Una Iglesia de culpables
El reporte policiaco de los abusos cometidos por 300 sacerdotes católicos contra más de mil niños en Pensilvania es una ventana al verdadero infierno y una evidencia más del encubrimiento sistemático de una Iglesia que prefiere proteger a sus criminales que a las víctimas. Lo documentado requiere de un estómago fuerte: cuatro sacerdotes desvisten y colocan a un niño en una cruz para tomarle fotos, que luego circulan entre colegas, mientras le dicen que juegan a la pastorela, o curas que le obsequien a sus víctimas cruces doradas para señalarlos como blancos fáciles, ya domados, a otros depredadores.
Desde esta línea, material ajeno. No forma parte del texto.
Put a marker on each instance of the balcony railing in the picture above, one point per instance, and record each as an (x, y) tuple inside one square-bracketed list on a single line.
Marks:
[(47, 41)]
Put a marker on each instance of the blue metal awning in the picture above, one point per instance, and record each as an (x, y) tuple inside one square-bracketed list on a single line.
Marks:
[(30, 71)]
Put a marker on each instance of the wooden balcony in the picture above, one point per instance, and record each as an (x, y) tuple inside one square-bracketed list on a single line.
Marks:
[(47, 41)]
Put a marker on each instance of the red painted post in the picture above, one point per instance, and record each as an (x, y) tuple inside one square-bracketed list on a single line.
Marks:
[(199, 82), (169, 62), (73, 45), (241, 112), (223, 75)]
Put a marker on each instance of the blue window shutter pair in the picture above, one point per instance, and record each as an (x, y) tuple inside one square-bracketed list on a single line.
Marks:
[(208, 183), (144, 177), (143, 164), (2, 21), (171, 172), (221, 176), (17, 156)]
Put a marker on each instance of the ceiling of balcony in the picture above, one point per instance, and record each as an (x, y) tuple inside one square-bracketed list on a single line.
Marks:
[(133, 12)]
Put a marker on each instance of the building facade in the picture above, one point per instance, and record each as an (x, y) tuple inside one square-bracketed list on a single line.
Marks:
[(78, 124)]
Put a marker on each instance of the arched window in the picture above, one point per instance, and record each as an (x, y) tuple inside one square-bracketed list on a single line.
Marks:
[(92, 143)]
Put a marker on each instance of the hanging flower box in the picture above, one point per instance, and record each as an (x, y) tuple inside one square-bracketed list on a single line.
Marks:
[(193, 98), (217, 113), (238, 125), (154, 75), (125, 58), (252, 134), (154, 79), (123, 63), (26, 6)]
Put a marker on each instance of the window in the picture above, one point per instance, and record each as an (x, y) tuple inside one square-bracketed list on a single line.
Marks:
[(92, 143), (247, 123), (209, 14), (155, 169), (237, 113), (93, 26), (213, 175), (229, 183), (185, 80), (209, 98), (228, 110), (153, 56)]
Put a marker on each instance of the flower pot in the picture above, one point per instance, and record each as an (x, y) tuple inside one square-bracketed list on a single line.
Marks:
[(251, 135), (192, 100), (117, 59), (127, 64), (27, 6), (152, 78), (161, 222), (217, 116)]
El Vaticano expresó pronto su “vergüenza y dolor”, como siempre sin acciones al calce, mientras Bill Donohue, el presidente de la influyente Liga Católica gringa, exclamó que el documento es “una mentira obscena”, porque acusa de violaciones múltiples cuando violación “solo se da cuando hay penetración”, y el cardenal mexicano Sergio Obeso añadió que las víctimas “deberían tener tantita pena porque suelen tener cola que les pisen, muy larga”.
Bien sabemos que estas atrocidades no se limitan a Pensilvania. Se dan, a través de similares mecanismos de manipulación, en todo lugar bajo la sombra de la cruz. Se dan porque la Iglesia se pregona y actúa como autoridad divina, incuestionable y vertical, donde el desafío entraña la condena eterna. Porque asume al sexo como principal pecado, fijación y ariete. Y, sobre todo, porque la complicidad y el encubrimiento abarcan a unos fieles que prefieren creerle al victimario, eligiendo no hablar del tema, agachando la cabeza, minimizando los hechos — como si violar niños fuera quítame estas pajas— y afirmando que, como la Iglesia hace obras buenas, las denuncias deben ser cosa del demonio. Esta omertá perversa es la que condena a buena parte de la niñez católica a horrores como los arriba citados.
Quizá por eso, en nuestro país la tardía condena papal que mandó a Maciel a hacer “oración y penitencia” ni siquiera fue hecha pública; la orden anunció, en vez de la verdad, que el fundador se retiraba a descansar por voluntad propia luego de su santa y fructífera vida. No hubo oración ni penitencia alguna, pero el Vaticano se conformó. Y lo mismo hizo casi todo México.